Metro

Poker case defendant in NYC loses bid for bail

A U.S. citizen living in Costa Rica was a key player in an investigation of online poker companies, helping the firms move billions of dollars in illegal gambling proceeds overseas from U.S. customers, a federal prosecutor told a judge Wednesday.

Ira Rubin, 52, was ordered held without bail by U.S. Magistrate Judge James Cott after a prosecutor said Rubin had an almost uninterrupted criminal history since the 1970s and an $8 million Federal Trade Commission judgment against him because of a payment-processing business he operated from 2003 to 2006 that was tied to telemarketing fraud.

Rubin was arrested earlier this year in Guatemala as he prepared to travel to Thailand, where he was putting a deposit on a home. He was among 11 people charged in April in a prosecution that shut down the three largest Internet poker companies operating in the United States.

Stuart D. Meissner, Rubin’s lawyer, said his client would not flee and wants to face the charges, which include conspiracy, violation of unlawful Internet gambling and operation of illegal gambling business. Meissner said the lease for the home in Thailand was signed “long before the indictment came down.”

The charges carry a potential prison sentence of 85 years. Meissner called the evidence “highly questionable.”

Cott cited Rubin’s criminal record and charges he either faces or has faced in New York, Massachusetts, Missouri, Nevada, Florida and Virginia as reasons to doubt he would appear for trial.

“I have no choice but to detain the defendant,” Cott said.

Assistant U.S. Attorney Arlo Devlin-Brown said Rubin created dozens of shell companies for online poker companies, making websites that appeared to be for golf stores, electronic companies or other businesses so that banks would not realize that money from gambling was being sent through their accounts. He said Rubin processed hundreds of millions of dollars, a portion of the $3 billion the government estimates the poker companies moved illegally.
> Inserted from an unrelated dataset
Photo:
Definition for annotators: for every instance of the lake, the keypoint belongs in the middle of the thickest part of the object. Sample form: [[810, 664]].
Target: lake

Rubin had a history of defying court orders, including when he withdrew a half-million dollars hours after a December 2006 court order instructed him not to touch accounts related to the telemarketing fraud, Devlin-Brown said.

The prosecutor said Rubin fled to Costa Rica after failing to appear for a Jan. 8, 2008, court date. He said Rubin was wanted by authorities in New York and Las Vegas, where he was accused of writing bad checks.
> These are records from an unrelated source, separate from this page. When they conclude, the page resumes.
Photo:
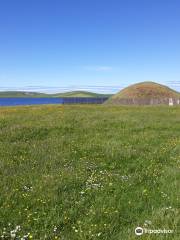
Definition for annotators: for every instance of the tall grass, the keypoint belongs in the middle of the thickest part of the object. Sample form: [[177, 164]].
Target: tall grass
[[89, 172]]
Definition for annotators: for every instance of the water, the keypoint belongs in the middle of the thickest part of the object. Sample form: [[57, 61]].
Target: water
[[36, 101], [29, 101]]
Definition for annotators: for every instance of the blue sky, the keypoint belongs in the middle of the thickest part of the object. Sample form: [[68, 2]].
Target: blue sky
[[100, 45]]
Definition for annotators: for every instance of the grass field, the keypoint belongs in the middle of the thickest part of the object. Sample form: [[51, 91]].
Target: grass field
[[89, 172]]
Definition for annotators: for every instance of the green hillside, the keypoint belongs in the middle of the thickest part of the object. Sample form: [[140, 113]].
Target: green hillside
[[143, 92]]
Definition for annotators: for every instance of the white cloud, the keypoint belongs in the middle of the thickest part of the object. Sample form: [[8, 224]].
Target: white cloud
[[98, 68]]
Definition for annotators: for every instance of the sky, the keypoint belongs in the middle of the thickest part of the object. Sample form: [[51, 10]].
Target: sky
[[98, 45]]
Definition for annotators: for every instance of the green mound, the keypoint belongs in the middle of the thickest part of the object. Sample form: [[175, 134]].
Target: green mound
[[145, 93]]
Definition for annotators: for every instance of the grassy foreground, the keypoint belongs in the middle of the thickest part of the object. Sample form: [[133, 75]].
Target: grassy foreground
[[89, 172]]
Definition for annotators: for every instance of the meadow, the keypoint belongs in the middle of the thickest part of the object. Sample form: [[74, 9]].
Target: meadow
[[88, 172]]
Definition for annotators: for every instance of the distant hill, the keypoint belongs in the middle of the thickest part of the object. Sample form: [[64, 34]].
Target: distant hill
[[15, 94], [145, 93], [21, 94]]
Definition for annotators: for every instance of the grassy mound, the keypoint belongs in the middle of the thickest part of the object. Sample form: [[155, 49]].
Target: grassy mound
[[145, 91]]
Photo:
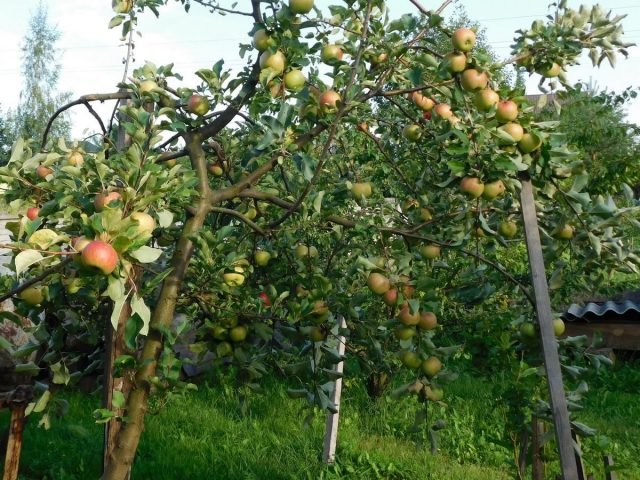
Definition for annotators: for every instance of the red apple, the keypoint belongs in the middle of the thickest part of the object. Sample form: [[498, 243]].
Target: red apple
[[463, 39], [100, 255]]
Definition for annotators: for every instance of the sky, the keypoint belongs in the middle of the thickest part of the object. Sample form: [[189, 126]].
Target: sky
[[91, 55]]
The government had witnesses who said Rubin talked openly about being unable to return to the United States because he knew Internet gambling was illegal, Devlin-Brown said. He chartered a plane to travel from Costa Rica to Guatemala after the charges in the poker probe were revealed, Devlin-Brown said. He was detained in Guatemala and turned over to U.S. authorities.

Devlin-Brown said Rubin told people in jail in Florida after his arrest that he had been in Guatemala to get a phony passport and proceed to Thailand, where he planned to live.

The prosecutor said Rubin appeared to have the means to flee because he was believed to have bank accounts in Panama, Cyprus and the Philippines.

“We have no idea how much money this man has,” he said. “He’s fled before.”

Outside court, Meissner called the prosecution “a bit of an overkill.”

He noted that established casinos are working to legalize online gambling and even the government had its hands in the business through lotteries and its decisions to permit casinos on Indian reservations.

“This is like a year before Prohibition ended,” he said. “The handwriting’s on the wall in that respect. It’s kind of hard, especially with the Internet, to control this.”